I am confused about the qubit ordering in circuit diagrams and endianness used in qiskit. As far as I understand, qiskit uses little endian (least significant qubit is rightmost) and while drawing circuits, qiskit plots least siginificant qubit at the top. So, we have the following table:
| qubits | decimal representaion | ckt | statevector |
|---|---|---|---|
| $|00\rangle$ | $|0\rangle$ |  |
[1 0 0 0] |
| $|01\rangle$ | $|1\rangle$ |  |
[0 1 0 0] |
| $|10\rangle$ | $|2\rangle$ |  |
[0 0 1 0] |
| $|11\rangle$ | $|3\rangle$ |  |
[0 0 0 1] |
But, when I use QFT on the 2 qubit state $|10\rangle(i.e.|2\rangle)$, the result I expect is $\frac{1}{2}\Sigma_{y=0}^{3}exp(\frac{2\pi j*2y}{4})|y\rangle = \frac{1}{2}(|0\rangle - |1\rangle + |2\rangle - |3\rangle)$ i.e. statevector [0.5,-0.5,0.5,-0.5], however the following code:
from qiskit import QuantumCircuit
from qiskit.circuit.library import QFT
from qiskit import Aer,execute
qc2 = QuantumCircuit(2)
qc2.x(1)
# prepare the state |10>
two_qbit_QFT_ckt = QFT(2)
qft_ckt_2 = qc2+two_qbit_QFT_ckt
# apply QFT on the state |10>
state_backend = Aer.get_backend('statevector_simulator')

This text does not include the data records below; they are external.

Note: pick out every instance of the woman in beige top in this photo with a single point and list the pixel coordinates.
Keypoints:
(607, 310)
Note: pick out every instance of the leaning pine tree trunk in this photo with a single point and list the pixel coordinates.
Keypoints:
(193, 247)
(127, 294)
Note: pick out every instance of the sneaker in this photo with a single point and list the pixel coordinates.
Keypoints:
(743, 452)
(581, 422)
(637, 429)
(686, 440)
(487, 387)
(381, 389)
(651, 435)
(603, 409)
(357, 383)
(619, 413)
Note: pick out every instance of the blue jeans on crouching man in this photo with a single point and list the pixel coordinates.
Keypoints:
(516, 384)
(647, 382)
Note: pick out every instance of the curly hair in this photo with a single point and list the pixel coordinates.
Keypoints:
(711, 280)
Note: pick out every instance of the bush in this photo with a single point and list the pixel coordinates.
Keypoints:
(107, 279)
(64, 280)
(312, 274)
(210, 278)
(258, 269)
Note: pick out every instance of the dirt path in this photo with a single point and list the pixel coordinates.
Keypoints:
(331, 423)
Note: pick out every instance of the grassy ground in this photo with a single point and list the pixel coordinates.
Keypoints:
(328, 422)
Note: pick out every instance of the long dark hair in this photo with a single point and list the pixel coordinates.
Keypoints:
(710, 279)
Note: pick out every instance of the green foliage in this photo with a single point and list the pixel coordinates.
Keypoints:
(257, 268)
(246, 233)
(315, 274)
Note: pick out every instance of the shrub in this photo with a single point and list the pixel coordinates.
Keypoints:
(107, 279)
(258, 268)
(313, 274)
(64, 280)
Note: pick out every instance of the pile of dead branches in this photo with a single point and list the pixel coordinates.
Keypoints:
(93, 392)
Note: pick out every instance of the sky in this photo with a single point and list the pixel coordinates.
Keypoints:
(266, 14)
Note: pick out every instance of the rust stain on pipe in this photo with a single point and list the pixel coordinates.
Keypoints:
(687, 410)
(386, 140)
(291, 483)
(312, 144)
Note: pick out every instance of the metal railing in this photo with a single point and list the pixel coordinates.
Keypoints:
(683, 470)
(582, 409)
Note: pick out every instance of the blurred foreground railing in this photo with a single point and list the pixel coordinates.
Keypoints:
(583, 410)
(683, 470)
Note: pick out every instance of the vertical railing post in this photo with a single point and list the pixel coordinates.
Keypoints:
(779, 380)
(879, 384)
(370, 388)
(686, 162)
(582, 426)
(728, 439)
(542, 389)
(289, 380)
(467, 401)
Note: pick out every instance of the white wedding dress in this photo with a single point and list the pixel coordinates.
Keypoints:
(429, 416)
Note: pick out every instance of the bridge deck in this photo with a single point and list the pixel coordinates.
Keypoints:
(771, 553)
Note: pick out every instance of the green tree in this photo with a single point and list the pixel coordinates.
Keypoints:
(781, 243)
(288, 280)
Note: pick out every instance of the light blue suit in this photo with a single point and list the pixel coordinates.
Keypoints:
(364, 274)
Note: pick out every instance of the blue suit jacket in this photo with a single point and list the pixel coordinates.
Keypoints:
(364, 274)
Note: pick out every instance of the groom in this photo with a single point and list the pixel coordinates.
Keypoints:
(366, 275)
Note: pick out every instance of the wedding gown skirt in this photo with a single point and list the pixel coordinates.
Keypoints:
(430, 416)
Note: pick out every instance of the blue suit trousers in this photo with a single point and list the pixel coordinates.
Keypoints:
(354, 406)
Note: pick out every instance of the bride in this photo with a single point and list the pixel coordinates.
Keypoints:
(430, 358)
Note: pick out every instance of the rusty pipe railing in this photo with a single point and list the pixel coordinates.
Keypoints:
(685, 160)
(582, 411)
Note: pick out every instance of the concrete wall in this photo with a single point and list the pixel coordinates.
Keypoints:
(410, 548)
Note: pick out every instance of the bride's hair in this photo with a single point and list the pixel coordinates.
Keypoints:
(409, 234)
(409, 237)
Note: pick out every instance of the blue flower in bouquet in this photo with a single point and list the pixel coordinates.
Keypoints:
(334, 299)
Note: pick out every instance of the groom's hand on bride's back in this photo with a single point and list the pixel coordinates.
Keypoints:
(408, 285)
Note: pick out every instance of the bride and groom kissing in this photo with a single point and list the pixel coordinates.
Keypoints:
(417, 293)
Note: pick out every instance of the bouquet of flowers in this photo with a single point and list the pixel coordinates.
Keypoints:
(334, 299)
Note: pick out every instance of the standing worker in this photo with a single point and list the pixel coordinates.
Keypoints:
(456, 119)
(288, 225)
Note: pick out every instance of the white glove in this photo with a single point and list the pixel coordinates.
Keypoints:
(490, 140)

qft_res_2 = execute(qft_ckt_2,state_backend).result().get_statevector()
print(qft_res_2)
outputs [0.5,-0.5,0.5j,-0.5j]. I believe there is some qubit ordering problem that I am not getting right, but I can't figure out what it is. I have also seen the following two questions, but they didn't help much.
Q1: Big Endian vs. Little Endian in Qiskit
Q2: qiskit: IQFT acting on subsystem of reversed-ordered qubits state
Can you please help me find the problem?